Note: For nested software pipelines, the inner software pipeline will be generated first, which may affect the number of the direct children of the outer loop. In this case, the annotations for the outer software pipeline should include the result of the inner software pipeline, which is the three blocks as discussed above.
| Pass tvm::s_tir::transform::InjectVirtualThread | ( | ) |
Inject virtual thread loops.
| Pass tvm::s_tir::transform::LiftThreadBinding | ( | ) |
Lift the same thread bindings to their LCA loops.
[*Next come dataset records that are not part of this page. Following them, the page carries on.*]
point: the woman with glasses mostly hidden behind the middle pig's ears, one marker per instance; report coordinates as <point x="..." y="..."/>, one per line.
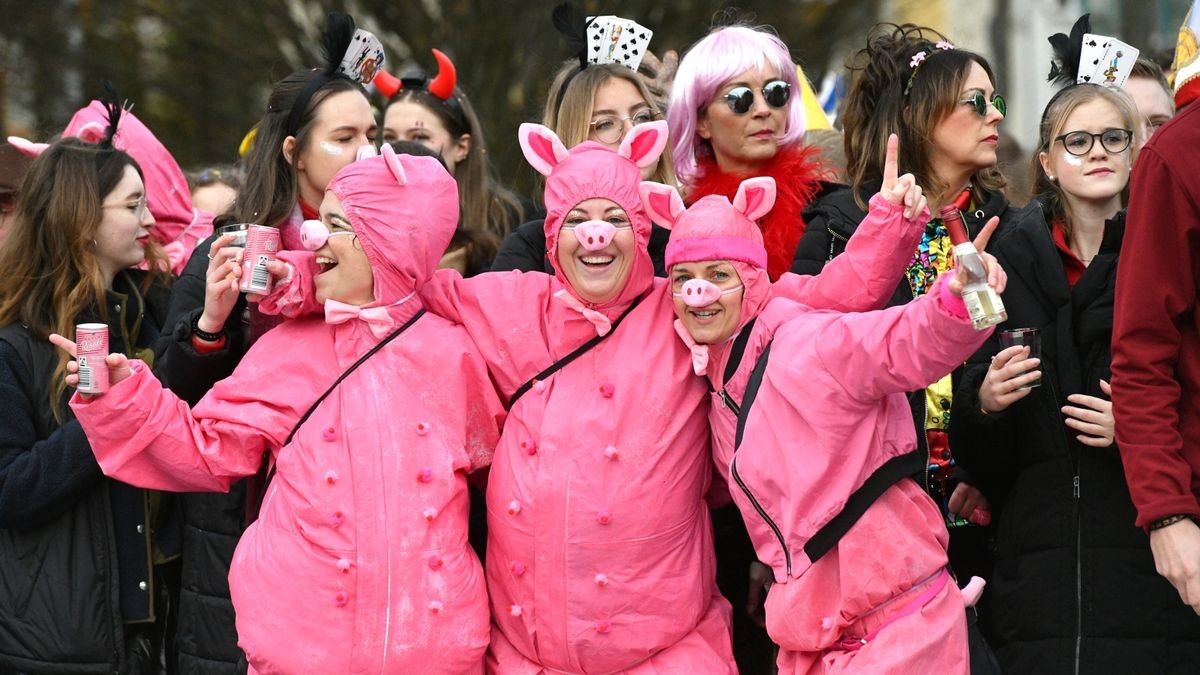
<point x="599" y="103"/>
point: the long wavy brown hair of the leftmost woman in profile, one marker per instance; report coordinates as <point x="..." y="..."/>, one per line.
<point x="51" y="270"/>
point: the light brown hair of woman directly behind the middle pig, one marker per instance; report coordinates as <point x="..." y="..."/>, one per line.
<point x="569" y="114"/>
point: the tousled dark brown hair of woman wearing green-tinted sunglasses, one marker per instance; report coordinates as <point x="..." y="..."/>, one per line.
<point x="878" y="106"/>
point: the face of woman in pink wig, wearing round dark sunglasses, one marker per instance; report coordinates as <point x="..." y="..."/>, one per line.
<point x="743" y="144"/>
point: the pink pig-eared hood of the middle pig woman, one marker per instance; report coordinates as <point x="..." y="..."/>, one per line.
<point x="592" y="171"/>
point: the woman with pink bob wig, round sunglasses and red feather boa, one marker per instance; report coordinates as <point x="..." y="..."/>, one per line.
<point x="736" y="114"/>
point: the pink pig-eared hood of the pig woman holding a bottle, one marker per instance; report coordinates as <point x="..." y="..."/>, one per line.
<point x="716" y="230"/>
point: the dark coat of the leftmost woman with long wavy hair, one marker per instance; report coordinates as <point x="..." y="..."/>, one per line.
<point x="75" y="547"/>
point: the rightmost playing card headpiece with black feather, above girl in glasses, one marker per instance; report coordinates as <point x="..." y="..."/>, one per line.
<point x="1088" y="58"/>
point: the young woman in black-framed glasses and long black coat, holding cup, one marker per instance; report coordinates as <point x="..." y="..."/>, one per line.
<point x="1075" y="587"/>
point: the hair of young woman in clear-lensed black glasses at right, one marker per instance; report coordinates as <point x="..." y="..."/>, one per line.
<point x="1054" y="118"/>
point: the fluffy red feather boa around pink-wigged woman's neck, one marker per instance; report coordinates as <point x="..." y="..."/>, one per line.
<point x="797" y="174"/>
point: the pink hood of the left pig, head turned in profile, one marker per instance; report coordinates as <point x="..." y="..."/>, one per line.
<point x="405" y="211"/>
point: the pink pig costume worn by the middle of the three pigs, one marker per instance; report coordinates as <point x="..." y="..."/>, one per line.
<point x="601" y="554"/>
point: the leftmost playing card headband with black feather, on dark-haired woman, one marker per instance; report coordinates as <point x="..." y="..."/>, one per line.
<point x="350" y="53"/>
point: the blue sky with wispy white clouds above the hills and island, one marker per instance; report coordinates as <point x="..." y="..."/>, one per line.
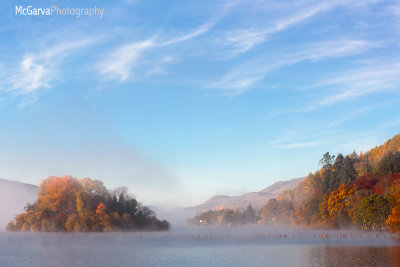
<point x="183" y="100"/>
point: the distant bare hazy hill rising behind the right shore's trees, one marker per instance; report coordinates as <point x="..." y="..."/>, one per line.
<point x="256" y="199"/>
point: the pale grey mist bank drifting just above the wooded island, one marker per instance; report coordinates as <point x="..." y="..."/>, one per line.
<point x="115" y="165"/>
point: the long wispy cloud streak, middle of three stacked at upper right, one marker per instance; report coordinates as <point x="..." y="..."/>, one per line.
<point x="243" y="77"/>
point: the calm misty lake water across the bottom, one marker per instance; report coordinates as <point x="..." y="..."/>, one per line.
<point x="202" y="247"/>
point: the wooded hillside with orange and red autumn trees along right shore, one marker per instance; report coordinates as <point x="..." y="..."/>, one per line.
<point x="357" y="190"/>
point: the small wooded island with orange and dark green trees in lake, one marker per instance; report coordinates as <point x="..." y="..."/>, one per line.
<point x="68" y="204"/>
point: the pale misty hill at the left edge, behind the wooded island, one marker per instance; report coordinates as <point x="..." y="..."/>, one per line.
<point x="13" y="198"/>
| Pass tvm::s_tir::transform::LoopPartition | ( | ) |
partition loops in the stmt.
| Pass tvm::s_tir::transform::LowerAutoCopy | ( | ) |
Automatically do memory optimizations for auto copy blocks.
| Pass tvm::s_tir::transform::LowerCrossThreadReduction | ( | ) |
Lower cross-thread reduction from thread bindings to intrinsic function calls.
| Pass tvm::s_tir::transform::LowerInitBlock | ( | ) |
Lower block init stmt into IfThenElse stmts.
| Pass tvm::s_tir::transform::LowerMatchBuffer | ( | ) |
Remove match buffers inside the block. Also, it will validate the binding.
| Pass tvm::s_tir::transform::LowerOpaqueBlock | ( | ) |
Remove the block to ensure that the TIR can not be scheduled again.
| Pass tvm::s_tir::transform::ManifestSharedMemoryLocalStage | ( | ) |
Add the explicit local stage for the shared memory access on GPU.
| Pass tvm::s_tir::transform::PlanAndUpdateBufferAllocationLocation | ( | ) |
Locate the buffer allocation to the exact position (usually is the lca of buffer access). This pass will inject opaque block with alloc_buffers at the allocation site.
| Pass tvm::s_tir::transform::TransformMmaBufferLayout | ( | ) |
Transform Mma scope (m16n8k8.matrixA/B/C) to local scope with layout transformation.
| Pass tvm::s_tir::transform::UnifyThreadBinding | ( | ) |
Unify all the thread bindings for "blockIdx.x/y/z", "threadIdx.x/y/z", and "vthread.x/y/z". Before the unification, two vars that are bound to a thread axis (e.g., "threadIdx.x") use different IterVars and variables in their AttrStmts. After the unification, we use a consolidated IterVar and a variable for them.
vthread is a legacy behavior that will be deprecated, though thread bindings of vthread are still also unified in this pass. Please use vthread.x, vthread.y and vthread.z instead.